On the marble steps of the entrance I stand like a crucified god, both arms outstretched as your bodyguards search me, and I smile at the irony. I step into the great hall where a devotee bows to me then requests that I remove my shoes. I am given a white robe and led into a change room. I have not worn the robe for so long that I feel and look like another person. I glance at my reflection for a long time, the memories swell and churn. I lived many years in your ashram. I let the memories come and go. I feel nothing.
When I emerge from the change room the devotee bows to me again.
“The Guru is expecting you. He is most pleased that you have come,” purrs the man with a polite smile. He gestures, inviting me to proceed.
I walk deeper into the large entrance hall, marveling at the decadence. The floor is fine, white granite. It is cold and smooth under my feet. A beautiful fountain is in the centre of the hall. Its crystal clear water fills the air with a fine, refreshing mist. Light streams in from the domed glass ceiling. A huge winding staircase of glistening mahogany stands ahead. The staircase is laid with plush red carpet. The carpet seems to melt beneath my feet; warm and soft, a striking contrast to the granite floor. With careful slow steps I begin the ascent.

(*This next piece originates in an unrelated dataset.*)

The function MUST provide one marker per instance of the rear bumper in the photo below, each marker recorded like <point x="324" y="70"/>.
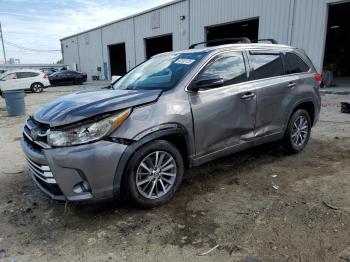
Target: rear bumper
<point x="58" y="172"/>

I walk the pristine white halls, passing the silent sentinels who stare ahead although they observe me carefully. Within large rooms the elite of your followers are seated softly chanting your mantra. Fresh bouquets of extravagant blooms line the walls. The altars are large and overflowing with more flowers, adorning huge portraits of you. Streaming brass bowls thicken the air with the intoxicating scent of sandalwood. I keep climbing, to the very pinnacle of your mansion, to a small room lined with windows that offer exhilarating views of the coast.

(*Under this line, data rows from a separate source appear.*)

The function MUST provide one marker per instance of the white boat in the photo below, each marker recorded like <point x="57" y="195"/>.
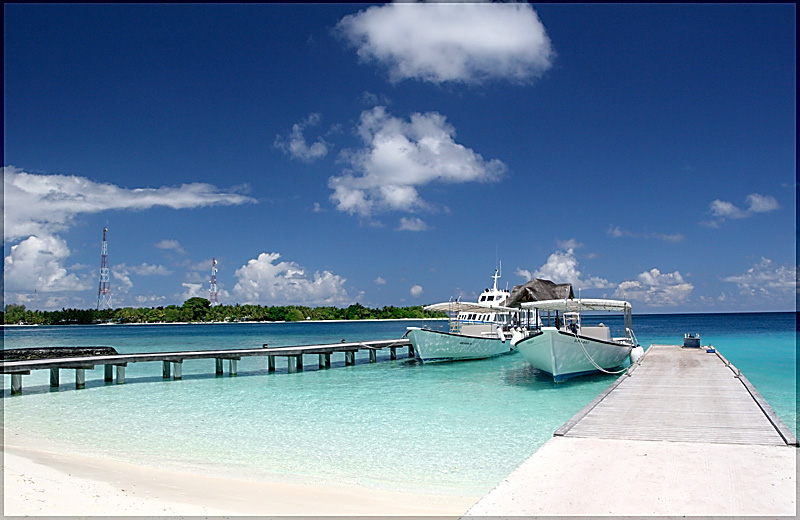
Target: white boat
<point x="568" y="348"/>
<point x="475" y="330"/>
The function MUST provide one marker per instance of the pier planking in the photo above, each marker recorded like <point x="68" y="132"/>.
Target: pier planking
<point x="172" y="361"/>
<point x="683" y="426"/>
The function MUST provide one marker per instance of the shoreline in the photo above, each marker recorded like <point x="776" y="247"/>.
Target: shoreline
<point x="368" y="320"/>
<point x="49" y="480"/>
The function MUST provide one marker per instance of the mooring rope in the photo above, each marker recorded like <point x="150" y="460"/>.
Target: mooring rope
<point x="598" y="367"/>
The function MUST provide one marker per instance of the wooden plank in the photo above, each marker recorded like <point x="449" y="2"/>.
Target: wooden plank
<point x="678" y="394"/>
<point x="8" y="367"/>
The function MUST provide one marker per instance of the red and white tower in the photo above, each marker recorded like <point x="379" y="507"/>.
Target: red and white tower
<point x="213" y="295"/>
<point x="104" y="291"/>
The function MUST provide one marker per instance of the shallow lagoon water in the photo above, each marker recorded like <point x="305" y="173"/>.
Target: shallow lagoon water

I stand before the white raw silk curtains that line the doorway, the veil between you and I. In this room you live, rarely leaving; you no longer travel to teach anymore. From the peak of your ivory tower you look down at the world you have left behind. In this room you receive the most select and gifted of your followers. Very few are granted entrance. I sat in this room with you often, the two of us on orange cushions gazing down at the ocean.

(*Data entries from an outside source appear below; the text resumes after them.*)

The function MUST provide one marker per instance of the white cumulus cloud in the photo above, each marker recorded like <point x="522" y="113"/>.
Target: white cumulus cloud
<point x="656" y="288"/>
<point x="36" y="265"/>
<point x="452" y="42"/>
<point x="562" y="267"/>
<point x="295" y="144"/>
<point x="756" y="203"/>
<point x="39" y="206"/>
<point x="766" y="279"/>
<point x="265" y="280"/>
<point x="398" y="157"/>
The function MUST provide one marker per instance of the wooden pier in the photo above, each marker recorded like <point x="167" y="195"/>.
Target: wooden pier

The silk brushes my face as I pass through; there is no turning back. I have not returned to embrace you my beloved Guru, I have come to say goodbye. You were a kind and generous Guru, you gave me everything. Except the key. Except what I wanted.
I find you as I remember you, seated on your cushion, gazing out of the window, as if you have not moved in all these years. The sharp morning light that pours in is overpowering, it seems as if we are standing amongst clouds.
I wait silently. After a few moments you finally rise and turn to me. Your skin glistens like polished bronze, your eyes are orbs of bottomless black. You are an enigma, oozing mystique. I approach you and our eyes meet. A sensation sweeps over me, is it love? It is nothing but a distraction; I will not be deterred. I know I must act instantly. With a swift and powerful motion I plunge my fist deep into your belly. You do not struggle, you do not make a sound. You hold my gaze, expressionless, but deep down I can see the surprise, the shock. Your protégé has surpassed you in skill. The pain must be excruciating as I push my hand in deeper; you drool from the mouth, tears seep from your eyes. I withdraw and blood gushes from the wound. You drop to your knees and I follow, diving my hand in deeper again. I need it while you are still alive. You begin to convulse as I scoop out your intestines. I can feel it with the very tip of my fingers, smooth and hard, deep within you. A small curved thing, the most sacred of bones. The seat of the soul, the seat of power, the sacrum. I have come to collect yours, my Guru.